Neural networks

References

Introduction

A neural network is a special type of function. Here is a picture of a so-called deep neural network.

Deep neural network

Image source: BrunelloN, CC BY-SA 4.0, via Wikimedia Commons

The left side of the picture represents the input. The four boxes means there are four input variables (also called input neurons or predictors or features).

The right side of the picture represents the output, so in this case there are two outputs. Often there may be just one output. In the case of handwritten digits, there will be ten output neurons, one for each possible digit.

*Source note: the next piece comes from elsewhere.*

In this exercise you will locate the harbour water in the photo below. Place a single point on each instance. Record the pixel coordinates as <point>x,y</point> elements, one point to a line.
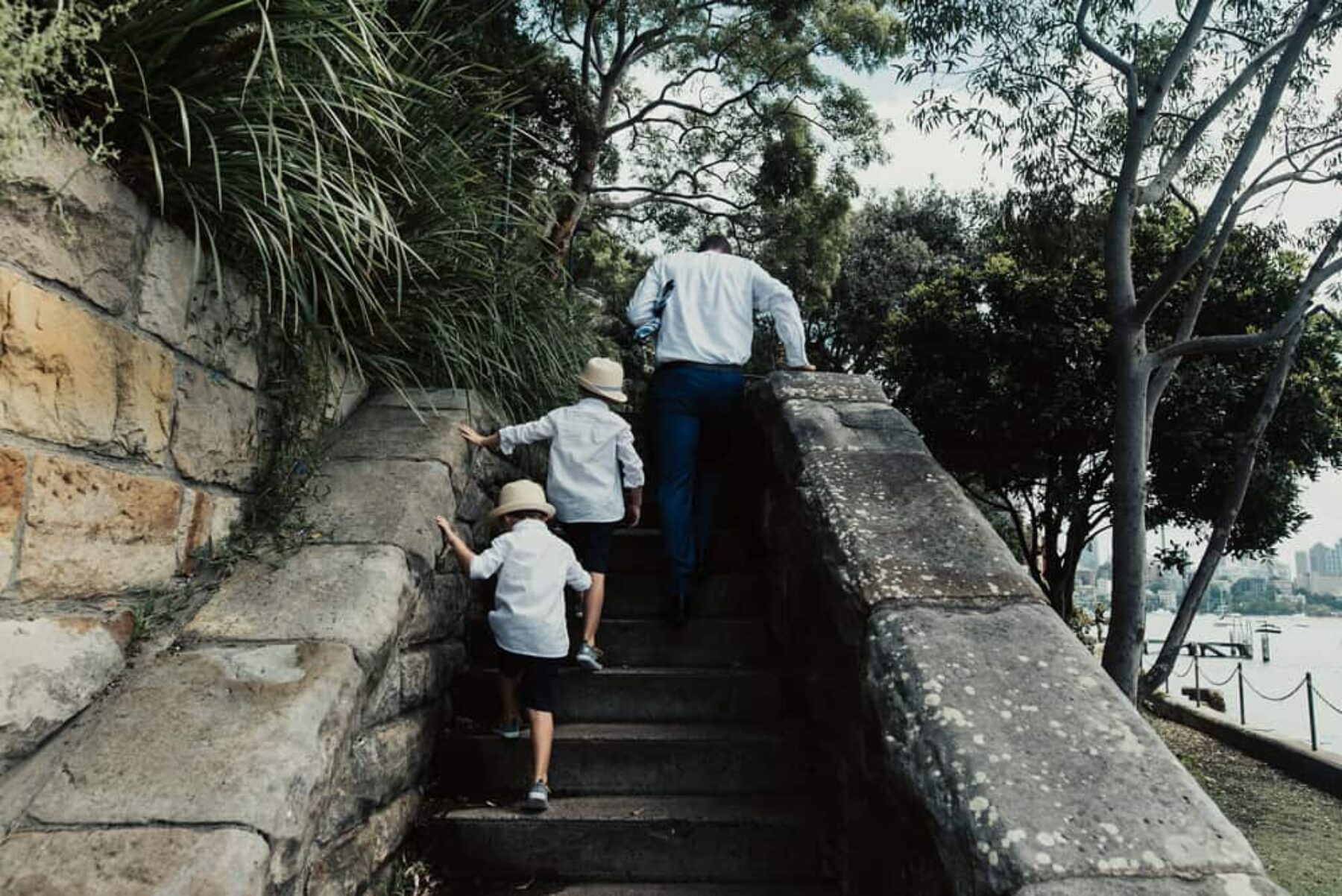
<point>1306,644</point>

As the function is evaluated, values move from left to right. The middle portion of the image is known as the hidden layers of the neural network. When someone refers to a deep neural network, they are referring to the number of hidden layers; the more hidden layers, the deeper the network.

To create a neural network in Python, we will often start with model = keras.Sequential(). The Sequential in this case refers to how the adjacent layers are connected to each other, and how the input values move from left to right; it is also called a feed-forward multi-layer neural network or possibly multi-layer perceptron. We will use the term Dense to refer to the layers, meaning that every neuron on a given layer is connected to every neuron in the adjacent layers.

There are many other types of structures also; maybe the second most famous structure is the Convolutional Neural Network.

The formula at a single neuron

In the picture above, you should imagine a number in every box. The numbers in one layer determine the numbers in the next layer. The numbers on the left-most layer represent the input. Every other number is determined by a formula of the form

\[\sigma(\vec{a} \cdot \vec{w} + b)\]

Here the vector \(\vec{a}\) refers to all the values at the previous layer; the vector \(\vec{w}\) refers to the weights between the layers; and the number \(b\) is called a bias. The function \(\sigma\) is what is called an activation function. One common choice activation function, especially at the output layer, is the logistic function \(\sigma(x) = 1/(1 + e^{-x})\); this is the same function we used in logistic regression. An even more common choice is the ReLU function \(\sigma(x) = \max(0,x)\).

Deep neural network with annotation

The learning in machine learning

There are many different options in the design of a neural network. Before we construct it in Keras, we will typically make many choices: how many layers, how many neurons in each (hidden) layer, what activation functions to use (possibly a different activation function in each layer), and even a few more choices that we’ll discuss later. What we do not decide is the values of the weights and biases. The goal of the training algorithm is to find the best weights and biases; this goal is completely analogous to the goal of finding the best coefficients \(\theta\) in linear regression or logistic regression.

At least for me, the “learning” in machine learning is less obvious in linear regression and logistic regression, but it is very clear with neural networks. We will usually start with randomly chosen weights, and then gradually update the weights a little at a time. This procedure of updating the weights is what is meant by learning.